Federal response to LA protests: Crisis Response or Constitutional Overstep?
This analysis is in response to breaking news and has been updated. Please contact pr@rstreet.org to speak with the authors.
Responding to protests over federal immigration enforcement, President Donald J. Trump has authorized another 2,000 National Guard troops following the initial 2,000 guards deployed as well as 700 active-duty Marines to protect the streets of Los Angeles. What makes this mobilization notable is that it occurred without the formal request or consent of California Gov. Gavin Newsom. Los Angeles Police Chief Jim McDonnell has even expressed concerns about potential “risks and confusion during critical incidents.” While the dangers of civil unrest and violent protests are real and should not be minimized, addressing these situations is fundamentally the responsibility of trained local law enforcement professionals. This decision has reignited a national conversation about the boundaries of executive authority, the importance of federalism, and the use of the military for domestic law enforcement.
Traditionally, the National Guard operates under the command of state governors, who can request federal assistance when local resources are overwhelmed. In this case, however, Gov. Newsom and local leaders stated that they had the situation under control, and did not require federal intervention. But in this situation the federal government bypassed state leadership. In doing so, the federal government sets a troubling precedent and risks eroding the balance of power between state and federal governments at the corner of our constitutional system.
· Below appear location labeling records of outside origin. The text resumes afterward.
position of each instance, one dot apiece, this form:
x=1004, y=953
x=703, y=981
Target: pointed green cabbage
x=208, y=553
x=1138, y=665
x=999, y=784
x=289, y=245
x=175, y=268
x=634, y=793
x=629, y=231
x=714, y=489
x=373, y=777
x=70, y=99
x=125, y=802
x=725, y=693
Newsom condemned the move and announced that California would sue the federal government, calling the deployment “unconstitutional, escalatory, and politically motivated.” The lawsuit contends that the president “illegally acted to federalize the National Guard” and violated both the Insurrection Act and the Constitution by bypassing the state’s authority. Newsom argued that traditional protocols for mutual aid and emergency response were ignored, further asserting that the president’s actions misrepresented the facts on the ground and undermined state sovereignty.
Following Defense Secretary Pete Hegseth’s warning that active-duty Marines at Camp Pendleton were on “high alert,” those troops have now been mobilized and are expected to serve in a support capacity similar to that of the National Guard, rather than engaging directly in law enforcement activities. The Posse Comitatus Act generally prohibits the use of federal troops in domestic law enforcement roles unless specifically authorized by Congress or the Insurrection Act. Neither has happened in this case. The Department of Defense’s own directives (5525.5) reinforces these legal boundaries, underscoring that deploying the Marines against American citizens is only permissible in the most extreme circumstances.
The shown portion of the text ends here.